Be good to yourself; reward yourself. Remember that you cannot take care of anyone else if you do not first take care of yourself. Take time for your own needs and interests and try not to feel guilty about it. When caregivers do so, many report feeling better and are actually able to provide care longer. Do not give up everything important to you in order to assume caregiving duties. Eventually these duties will end or change. Therefore keeping yourself connected to others is vital for your own long term well-being. Do not ignore your own physical health. Take time to go to your doctor. Eat right, exercise and get enough sleep.

Plan…plan…plan…then plan some more. You can never be overly prepared! The more contingencies you are prepared for, the fewer stressors and surprises you will encounter. For example, find out about services available in your community, visit day care centers and long-term care facilities, and talk to an elder law attorney before our really need to. You can make better decisions and remain more objective if you are not in a crisis situation.

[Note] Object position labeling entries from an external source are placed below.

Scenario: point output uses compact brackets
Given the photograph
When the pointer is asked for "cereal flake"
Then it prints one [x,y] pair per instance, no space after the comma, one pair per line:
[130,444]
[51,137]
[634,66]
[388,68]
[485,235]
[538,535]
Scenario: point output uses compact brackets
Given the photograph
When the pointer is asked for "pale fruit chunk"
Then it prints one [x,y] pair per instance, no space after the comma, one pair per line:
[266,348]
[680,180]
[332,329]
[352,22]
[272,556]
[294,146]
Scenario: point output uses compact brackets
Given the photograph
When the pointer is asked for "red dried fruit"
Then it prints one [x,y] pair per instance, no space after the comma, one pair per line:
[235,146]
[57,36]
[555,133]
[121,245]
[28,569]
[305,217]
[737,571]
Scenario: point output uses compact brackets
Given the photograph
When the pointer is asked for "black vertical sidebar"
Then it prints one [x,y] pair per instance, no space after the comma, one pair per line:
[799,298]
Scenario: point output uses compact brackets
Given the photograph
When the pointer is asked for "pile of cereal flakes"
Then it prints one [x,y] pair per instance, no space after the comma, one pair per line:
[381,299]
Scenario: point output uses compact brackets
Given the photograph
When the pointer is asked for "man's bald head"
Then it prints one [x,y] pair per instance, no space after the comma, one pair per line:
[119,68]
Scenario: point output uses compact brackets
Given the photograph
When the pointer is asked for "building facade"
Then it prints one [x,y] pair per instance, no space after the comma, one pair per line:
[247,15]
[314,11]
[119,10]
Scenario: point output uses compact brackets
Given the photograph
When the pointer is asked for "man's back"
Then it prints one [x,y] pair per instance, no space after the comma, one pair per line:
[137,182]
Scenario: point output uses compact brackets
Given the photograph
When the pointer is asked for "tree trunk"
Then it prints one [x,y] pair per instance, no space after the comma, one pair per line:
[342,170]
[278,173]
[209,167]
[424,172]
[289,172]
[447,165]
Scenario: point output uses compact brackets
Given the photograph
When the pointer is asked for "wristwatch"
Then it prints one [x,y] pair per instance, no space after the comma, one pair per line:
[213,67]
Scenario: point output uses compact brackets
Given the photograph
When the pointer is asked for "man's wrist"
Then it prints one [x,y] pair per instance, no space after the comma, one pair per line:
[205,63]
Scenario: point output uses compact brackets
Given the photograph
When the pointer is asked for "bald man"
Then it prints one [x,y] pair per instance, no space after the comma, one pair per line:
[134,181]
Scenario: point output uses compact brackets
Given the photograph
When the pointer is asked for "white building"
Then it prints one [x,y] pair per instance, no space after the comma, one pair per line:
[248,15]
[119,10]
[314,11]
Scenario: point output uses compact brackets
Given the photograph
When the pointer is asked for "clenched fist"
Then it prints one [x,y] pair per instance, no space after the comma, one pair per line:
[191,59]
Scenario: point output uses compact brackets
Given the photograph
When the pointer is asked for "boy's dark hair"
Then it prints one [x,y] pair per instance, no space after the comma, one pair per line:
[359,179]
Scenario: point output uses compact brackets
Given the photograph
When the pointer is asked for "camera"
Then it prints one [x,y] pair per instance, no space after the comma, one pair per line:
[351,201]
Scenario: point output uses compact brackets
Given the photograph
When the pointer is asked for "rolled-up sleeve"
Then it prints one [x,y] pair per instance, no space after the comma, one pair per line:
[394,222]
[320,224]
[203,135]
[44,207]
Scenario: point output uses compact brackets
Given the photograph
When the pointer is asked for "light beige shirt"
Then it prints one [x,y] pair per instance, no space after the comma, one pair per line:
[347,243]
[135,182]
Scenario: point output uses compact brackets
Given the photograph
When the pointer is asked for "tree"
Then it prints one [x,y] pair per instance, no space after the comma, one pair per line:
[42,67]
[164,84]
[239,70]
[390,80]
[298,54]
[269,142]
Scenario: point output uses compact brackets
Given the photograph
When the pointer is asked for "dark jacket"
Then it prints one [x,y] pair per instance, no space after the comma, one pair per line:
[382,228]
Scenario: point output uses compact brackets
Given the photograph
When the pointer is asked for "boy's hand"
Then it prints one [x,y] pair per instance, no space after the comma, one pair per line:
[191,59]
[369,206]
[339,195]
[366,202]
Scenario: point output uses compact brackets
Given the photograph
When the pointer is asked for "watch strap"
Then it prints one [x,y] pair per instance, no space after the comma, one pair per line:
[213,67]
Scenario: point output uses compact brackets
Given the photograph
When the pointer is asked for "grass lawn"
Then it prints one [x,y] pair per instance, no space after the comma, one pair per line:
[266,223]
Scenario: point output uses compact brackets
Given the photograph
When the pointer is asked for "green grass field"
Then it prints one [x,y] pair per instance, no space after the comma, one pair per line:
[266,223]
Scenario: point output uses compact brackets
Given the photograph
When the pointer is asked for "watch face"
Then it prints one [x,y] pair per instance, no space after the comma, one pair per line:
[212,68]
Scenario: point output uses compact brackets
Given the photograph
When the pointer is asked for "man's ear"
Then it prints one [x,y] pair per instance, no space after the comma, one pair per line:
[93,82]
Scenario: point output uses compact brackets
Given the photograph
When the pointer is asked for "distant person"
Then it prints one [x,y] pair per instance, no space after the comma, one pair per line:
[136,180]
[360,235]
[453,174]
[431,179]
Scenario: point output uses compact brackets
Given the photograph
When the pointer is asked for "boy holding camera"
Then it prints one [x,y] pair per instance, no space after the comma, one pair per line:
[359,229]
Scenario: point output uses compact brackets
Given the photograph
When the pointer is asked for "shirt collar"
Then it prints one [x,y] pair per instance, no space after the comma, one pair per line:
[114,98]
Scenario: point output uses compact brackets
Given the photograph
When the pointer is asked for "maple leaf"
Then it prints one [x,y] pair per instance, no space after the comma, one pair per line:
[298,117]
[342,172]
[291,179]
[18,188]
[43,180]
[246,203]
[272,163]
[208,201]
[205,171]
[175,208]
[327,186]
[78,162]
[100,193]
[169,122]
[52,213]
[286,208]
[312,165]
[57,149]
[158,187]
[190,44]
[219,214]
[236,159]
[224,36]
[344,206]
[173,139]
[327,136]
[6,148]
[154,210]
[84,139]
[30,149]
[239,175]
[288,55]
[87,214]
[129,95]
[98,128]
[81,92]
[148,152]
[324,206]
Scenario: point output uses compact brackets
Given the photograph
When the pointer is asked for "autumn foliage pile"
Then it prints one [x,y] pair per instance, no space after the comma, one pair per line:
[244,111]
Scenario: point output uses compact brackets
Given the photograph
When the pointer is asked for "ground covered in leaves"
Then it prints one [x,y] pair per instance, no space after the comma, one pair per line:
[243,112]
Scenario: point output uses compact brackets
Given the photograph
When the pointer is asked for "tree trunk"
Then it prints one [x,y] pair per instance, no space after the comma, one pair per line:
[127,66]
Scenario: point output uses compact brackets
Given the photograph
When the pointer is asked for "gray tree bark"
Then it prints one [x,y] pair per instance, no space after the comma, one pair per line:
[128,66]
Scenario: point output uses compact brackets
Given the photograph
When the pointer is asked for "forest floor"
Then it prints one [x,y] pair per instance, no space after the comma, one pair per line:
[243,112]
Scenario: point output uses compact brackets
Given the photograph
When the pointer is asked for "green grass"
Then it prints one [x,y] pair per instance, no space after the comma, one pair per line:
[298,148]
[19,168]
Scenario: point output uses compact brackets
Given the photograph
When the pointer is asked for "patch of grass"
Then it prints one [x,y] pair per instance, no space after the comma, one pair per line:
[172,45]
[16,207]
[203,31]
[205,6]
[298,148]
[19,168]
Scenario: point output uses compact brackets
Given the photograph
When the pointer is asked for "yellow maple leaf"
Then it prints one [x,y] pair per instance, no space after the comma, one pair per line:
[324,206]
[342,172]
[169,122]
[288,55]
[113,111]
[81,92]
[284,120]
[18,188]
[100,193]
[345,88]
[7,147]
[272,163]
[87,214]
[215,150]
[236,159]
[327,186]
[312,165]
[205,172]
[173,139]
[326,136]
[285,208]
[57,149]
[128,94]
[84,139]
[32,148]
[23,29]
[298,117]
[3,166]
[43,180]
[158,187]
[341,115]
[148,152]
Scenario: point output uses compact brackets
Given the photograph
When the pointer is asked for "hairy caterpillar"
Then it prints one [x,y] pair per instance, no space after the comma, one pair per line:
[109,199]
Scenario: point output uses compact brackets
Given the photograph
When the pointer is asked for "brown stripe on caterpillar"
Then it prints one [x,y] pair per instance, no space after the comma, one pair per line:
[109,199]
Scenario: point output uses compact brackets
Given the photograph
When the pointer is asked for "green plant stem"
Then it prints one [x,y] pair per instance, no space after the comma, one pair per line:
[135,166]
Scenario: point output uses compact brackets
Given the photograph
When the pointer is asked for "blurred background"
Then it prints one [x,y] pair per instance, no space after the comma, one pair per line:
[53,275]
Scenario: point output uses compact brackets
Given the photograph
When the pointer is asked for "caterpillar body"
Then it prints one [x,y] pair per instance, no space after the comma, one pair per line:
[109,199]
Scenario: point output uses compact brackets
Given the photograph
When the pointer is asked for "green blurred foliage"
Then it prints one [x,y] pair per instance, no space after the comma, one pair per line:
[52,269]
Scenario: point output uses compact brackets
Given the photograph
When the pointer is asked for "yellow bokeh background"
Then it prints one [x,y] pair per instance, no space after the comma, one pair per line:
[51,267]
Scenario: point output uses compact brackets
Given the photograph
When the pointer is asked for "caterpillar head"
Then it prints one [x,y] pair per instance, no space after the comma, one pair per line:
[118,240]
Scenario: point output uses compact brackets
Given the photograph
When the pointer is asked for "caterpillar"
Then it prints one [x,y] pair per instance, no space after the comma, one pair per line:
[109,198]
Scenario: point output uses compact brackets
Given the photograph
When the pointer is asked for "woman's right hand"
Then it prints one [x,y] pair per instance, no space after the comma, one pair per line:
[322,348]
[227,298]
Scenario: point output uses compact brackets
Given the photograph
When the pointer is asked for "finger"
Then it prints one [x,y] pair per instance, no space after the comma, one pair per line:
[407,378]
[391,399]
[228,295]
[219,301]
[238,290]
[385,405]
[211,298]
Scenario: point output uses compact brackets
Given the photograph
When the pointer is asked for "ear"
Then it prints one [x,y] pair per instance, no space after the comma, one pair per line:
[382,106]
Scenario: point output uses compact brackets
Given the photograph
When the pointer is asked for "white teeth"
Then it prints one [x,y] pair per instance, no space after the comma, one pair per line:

A wise caregiver once said, be prepared for the worst but pray for the best. Once your plans are in place, take one day at a time.

Communicate with everyone! Try to include all family members in planning meetings and discussions. You can avoid or avert potential family conflicts if everyone is kept informed. Remember that everyone has their own history, perspective and expectations. Have everyone share their perspective, but try not to point fingers or lay blame. Try to encourage working together to provide the best care for your family member with dementia.

Maximize the older person’s independence (and everyone else’s too!) Do not try to do everything for your loved ones with dementia; allow them to maintain as much independence for as long as possible. Too often caregivers increase dependence by trying to do too much for the care recipients. Do not worry about their clothes matching or appearance of their makeup if it creates an argument or frustration. Maximize the fact that they can still participate in their own care such as dressing, feeding or toileting. Do not focus on what they can’t do.

Ask other family members to help out with chores and caregiving responsibilities. You may need to adjust your own expectations and standards of housekeeping. Try not to criticize the efforts of others or feel that you could have done a better job yourself. Remember, if it not life threatening, let it go.

Keep your sense of humor. Look for the joy in life and try to laugh a little every day. There is always a bright side to things, even when everything appears to be quite glum. Try to focus on at least one positive, joyful thing every day. It can be as simple as appreciating the sunshine, a child’s giggles, or birds singing. A positive attitude has been shown to have beneficial effects on one’s coping ability and overall quality of life.

Positive self-talk. Focus on all the things you do well, and forgive yourself and others for mistakes. Learn from mistakes and move on. Apologize to your care recipient if you lose your patience or temper. Try telling yourself…I am a good person. I am doing the best I can. Everyone makes mistakes now and then. I’m sorry and I will do better tomorrow.

Ask for help when you need it. Do not be a martyr! Asking for help is not a sign of weakness but a sign of strength. Try to be very specific about what kind of help you need, and you will be more likely to receive it. For example, if someone offers to lend a hand, ask that person to pick up the dry cleaning, the groceries, or to spend a couple of hours with your care recipient while you are busy. A great idea came from one family caregiver, who kept a jar full of chore cards. If someone offered to help, the caregiver simply had that person pick a card with a chore written on it.

Join a support group. Many caregivers report that they get the best caregiving help from support group members who have had similar experiences. Some caregivers report that it is nice to know that they are not alone or going crazy. If you are interested in finding a support group in your area, consider calling the Alzheimer’s Association at 1-800-272-3900 FREE.